FIG. 1 is a configuration diagram showing an optical IC-based displacement meter according to an embodiment of the present invention.

FIG. 2 is a configuration diagram showing another embodiment of the optical IC-based displacement meter of the present invention.

FIG. 3 is a conventional example of an optical IC interferometer.

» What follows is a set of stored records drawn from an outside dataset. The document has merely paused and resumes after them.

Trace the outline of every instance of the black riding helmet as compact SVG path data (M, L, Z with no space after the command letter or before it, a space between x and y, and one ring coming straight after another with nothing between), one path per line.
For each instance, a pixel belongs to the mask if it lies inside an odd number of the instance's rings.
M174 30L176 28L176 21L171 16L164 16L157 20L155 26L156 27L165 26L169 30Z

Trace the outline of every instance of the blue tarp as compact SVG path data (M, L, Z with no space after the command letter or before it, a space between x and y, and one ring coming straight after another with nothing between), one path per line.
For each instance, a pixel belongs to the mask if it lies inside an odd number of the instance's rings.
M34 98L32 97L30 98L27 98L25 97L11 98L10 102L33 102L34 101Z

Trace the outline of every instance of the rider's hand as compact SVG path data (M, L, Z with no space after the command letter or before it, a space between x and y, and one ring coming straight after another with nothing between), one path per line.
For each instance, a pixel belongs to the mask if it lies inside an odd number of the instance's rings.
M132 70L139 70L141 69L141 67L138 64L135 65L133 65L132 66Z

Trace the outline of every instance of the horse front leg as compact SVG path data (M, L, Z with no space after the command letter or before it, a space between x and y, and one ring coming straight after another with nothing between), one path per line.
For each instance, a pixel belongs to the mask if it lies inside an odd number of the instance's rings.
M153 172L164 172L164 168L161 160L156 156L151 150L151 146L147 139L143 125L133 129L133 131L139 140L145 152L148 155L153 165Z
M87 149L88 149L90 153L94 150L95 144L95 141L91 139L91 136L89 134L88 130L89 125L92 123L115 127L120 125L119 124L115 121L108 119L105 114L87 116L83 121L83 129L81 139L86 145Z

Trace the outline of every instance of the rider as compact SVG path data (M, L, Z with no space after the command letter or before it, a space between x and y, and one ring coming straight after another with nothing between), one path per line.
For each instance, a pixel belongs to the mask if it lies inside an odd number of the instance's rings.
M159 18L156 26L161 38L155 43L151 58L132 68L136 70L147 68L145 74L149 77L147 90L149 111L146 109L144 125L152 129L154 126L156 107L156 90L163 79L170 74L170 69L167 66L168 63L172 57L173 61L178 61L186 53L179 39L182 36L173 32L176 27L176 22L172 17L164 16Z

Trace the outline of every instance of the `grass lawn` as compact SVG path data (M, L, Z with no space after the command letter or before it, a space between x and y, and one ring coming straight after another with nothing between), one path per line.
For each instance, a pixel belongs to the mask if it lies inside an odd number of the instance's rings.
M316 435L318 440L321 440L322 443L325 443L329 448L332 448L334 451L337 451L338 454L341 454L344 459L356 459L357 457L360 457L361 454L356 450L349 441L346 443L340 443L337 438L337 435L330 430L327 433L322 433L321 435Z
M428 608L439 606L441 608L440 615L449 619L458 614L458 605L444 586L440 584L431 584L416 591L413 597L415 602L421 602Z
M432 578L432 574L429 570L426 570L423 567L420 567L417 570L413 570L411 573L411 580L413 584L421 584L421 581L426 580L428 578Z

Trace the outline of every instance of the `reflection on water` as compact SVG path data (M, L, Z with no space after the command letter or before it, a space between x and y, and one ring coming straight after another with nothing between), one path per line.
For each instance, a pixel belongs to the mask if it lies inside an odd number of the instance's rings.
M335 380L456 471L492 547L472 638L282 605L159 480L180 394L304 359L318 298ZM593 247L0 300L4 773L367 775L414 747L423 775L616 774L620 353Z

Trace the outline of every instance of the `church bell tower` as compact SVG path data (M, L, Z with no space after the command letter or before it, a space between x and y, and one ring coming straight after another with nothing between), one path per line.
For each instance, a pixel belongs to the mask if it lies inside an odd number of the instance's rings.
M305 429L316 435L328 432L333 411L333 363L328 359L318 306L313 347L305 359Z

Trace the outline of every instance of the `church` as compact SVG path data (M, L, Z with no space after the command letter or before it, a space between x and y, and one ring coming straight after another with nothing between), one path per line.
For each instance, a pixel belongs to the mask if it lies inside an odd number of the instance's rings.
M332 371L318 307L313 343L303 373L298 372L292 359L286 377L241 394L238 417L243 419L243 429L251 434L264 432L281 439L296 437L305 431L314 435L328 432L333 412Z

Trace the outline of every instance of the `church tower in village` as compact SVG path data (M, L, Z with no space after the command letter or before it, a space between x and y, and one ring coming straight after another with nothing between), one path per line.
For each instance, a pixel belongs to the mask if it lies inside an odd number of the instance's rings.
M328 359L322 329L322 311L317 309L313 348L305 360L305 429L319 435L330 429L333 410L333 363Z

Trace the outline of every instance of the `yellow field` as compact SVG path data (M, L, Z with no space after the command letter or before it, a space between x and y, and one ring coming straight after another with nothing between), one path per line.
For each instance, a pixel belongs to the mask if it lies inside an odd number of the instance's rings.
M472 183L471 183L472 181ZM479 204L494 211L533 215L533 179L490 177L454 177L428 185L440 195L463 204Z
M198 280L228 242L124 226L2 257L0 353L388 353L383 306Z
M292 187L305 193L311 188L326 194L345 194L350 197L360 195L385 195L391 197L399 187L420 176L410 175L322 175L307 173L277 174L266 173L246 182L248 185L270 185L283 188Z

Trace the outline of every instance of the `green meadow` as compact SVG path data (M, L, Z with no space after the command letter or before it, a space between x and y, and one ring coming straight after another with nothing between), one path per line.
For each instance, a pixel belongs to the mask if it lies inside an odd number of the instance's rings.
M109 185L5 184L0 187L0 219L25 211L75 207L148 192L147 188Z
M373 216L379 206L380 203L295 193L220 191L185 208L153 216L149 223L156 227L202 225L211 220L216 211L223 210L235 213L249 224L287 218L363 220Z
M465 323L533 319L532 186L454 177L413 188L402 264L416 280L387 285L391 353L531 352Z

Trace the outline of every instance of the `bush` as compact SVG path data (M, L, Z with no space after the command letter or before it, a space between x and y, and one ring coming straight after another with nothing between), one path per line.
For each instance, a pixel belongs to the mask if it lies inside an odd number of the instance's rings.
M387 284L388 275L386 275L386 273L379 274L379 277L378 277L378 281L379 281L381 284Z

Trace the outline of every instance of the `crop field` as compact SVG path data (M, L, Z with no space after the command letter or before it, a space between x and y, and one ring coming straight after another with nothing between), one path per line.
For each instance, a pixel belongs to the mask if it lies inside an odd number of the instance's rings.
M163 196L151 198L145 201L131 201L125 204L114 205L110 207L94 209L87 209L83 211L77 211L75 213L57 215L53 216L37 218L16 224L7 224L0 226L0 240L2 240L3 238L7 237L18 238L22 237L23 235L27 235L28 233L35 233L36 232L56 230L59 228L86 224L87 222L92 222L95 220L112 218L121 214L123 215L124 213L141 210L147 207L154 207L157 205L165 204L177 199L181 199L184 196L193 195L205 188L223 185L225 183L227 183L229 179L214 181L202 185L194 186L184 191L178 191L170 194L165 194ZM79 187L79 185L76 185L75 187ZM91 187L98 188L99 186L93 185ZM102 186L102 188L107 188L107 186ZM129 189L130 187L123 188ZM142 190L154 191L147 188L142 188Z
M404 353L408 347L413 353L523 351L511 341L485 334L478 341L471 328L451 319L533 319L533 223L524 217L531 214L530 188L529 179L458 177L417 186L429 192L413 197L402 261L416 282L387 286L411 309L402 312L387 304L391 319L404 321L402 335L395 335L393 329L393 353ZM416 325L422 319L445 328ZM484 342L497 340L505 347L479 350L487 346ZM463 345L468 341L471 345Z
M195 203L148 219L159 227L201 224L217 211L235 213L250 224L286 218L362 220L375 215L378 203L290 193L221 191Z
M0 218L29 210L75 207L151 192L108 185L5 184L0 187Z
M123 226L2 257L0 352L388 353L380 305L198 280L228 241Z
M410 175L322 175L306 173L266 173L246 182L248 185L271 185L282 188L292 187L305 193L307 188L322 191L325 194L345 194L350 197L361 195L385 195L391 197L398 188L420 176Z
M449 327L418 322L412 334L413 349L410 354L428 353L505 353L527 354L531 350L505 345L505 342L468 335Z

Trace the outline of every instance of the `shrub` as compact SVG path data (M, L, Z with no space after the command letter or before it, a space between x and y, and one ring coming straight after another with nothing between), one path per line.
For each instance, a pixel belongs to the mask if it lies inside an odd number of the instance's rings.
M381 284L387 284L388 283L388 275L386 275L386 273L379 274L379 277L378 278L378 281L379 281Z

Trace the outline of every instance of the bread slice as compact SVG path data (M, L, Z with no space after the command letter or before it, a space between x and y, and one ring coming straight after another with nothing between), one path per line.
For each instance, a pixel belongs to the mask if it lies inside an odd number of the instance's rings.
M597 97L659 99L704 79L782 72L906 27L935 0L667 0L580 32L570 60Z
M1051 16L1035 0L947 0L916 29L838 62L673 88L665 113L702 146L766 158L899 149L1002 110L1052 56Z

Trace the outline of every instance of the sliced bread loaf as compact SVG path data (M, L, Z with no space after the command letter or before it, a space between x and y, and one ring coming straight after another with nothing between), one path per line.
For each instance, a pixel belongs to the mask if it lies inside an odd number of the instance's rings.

FIG. 4 is a circuit configuration diagram of a signal processing circuit of the optical IC interferometer of FIG. 3;

FIG. 5 is an explanatory diagram of an output signal of each circuit of the signal processing circuit of FIG. 4;

[Explanation of symbols]

 DESCRIPTION OF SYMBOLS 1 Reference optical waveguide 2 Measurement optical waveguide 3 Y-shaped optical waveguide (coupling optical waveguide) 4 Phase modulator 5 Laser diode 6, 7 Selfoc lens 8 Corner cube (measurement object) 9 Light receiving element

Claims (4)

(57) [Claims] 1. A laser diode (5), a collimator lens (6) attached to one surface of the laser diode (5), and collimating output light of the laser diode (5); A measuring object (8) into which light is incident, a measuring optical waveguide (2) for guiding reflected light from the measuring object (8) through a lens (7), and a laser diode (5). A reference optical waveguide (1) for guiding light from the other exit surface; and the reference optical waveguide (1) or the measurement optical waveguide (2).
Modulator for modulating the phase of light propagating through the optical path (4)
A coupling optical waveguide (3) for coupling the measurement optical waveguide (2) and the reference optical waveguide (1); and a light receiving element (9) to which light coupled by the coupling optical waveguide (3) is incident. An interferometer having an optical IC configuration having the following configuration: the phase modulator (4) modulates the phase of the reference light or the measurement light into a sinusoidal waveform to obtain the interference obtained from the light receiving element (9). An optical IC displacement meter, wherein the displacement of the object to be measured (8) is measured from the spectrum phase of a signal. 2. The reference optical waveguide (1), the measuring optical waveguide (2), and the coupling optical waveguide (3) are formed of a glass waveguide manufactured by a flame deposition method, and the phase modulator (4). 2. An optical IC-based displacement meter according to claim 1, wherein the sensor is configured using a thermo-optic effect. 3. The reference optical waveguide (1), the measurement optical waveguide (2) and the coupling optical waveguide (3) are manufactured by titanium diffusion on a lithium niobate substrate, and the phase modulator (4) is 2. An optical IC-based displacement meter according to claim 1, wherein the displacement meter is configured using an electro-optic effect. 4. An optical IC displacement meter according to claim 1, wherein end faces of said reference optical waveguide (1), said measuring optical waveguide (2) and said coupling optical waveguide (3) are processed obliquely.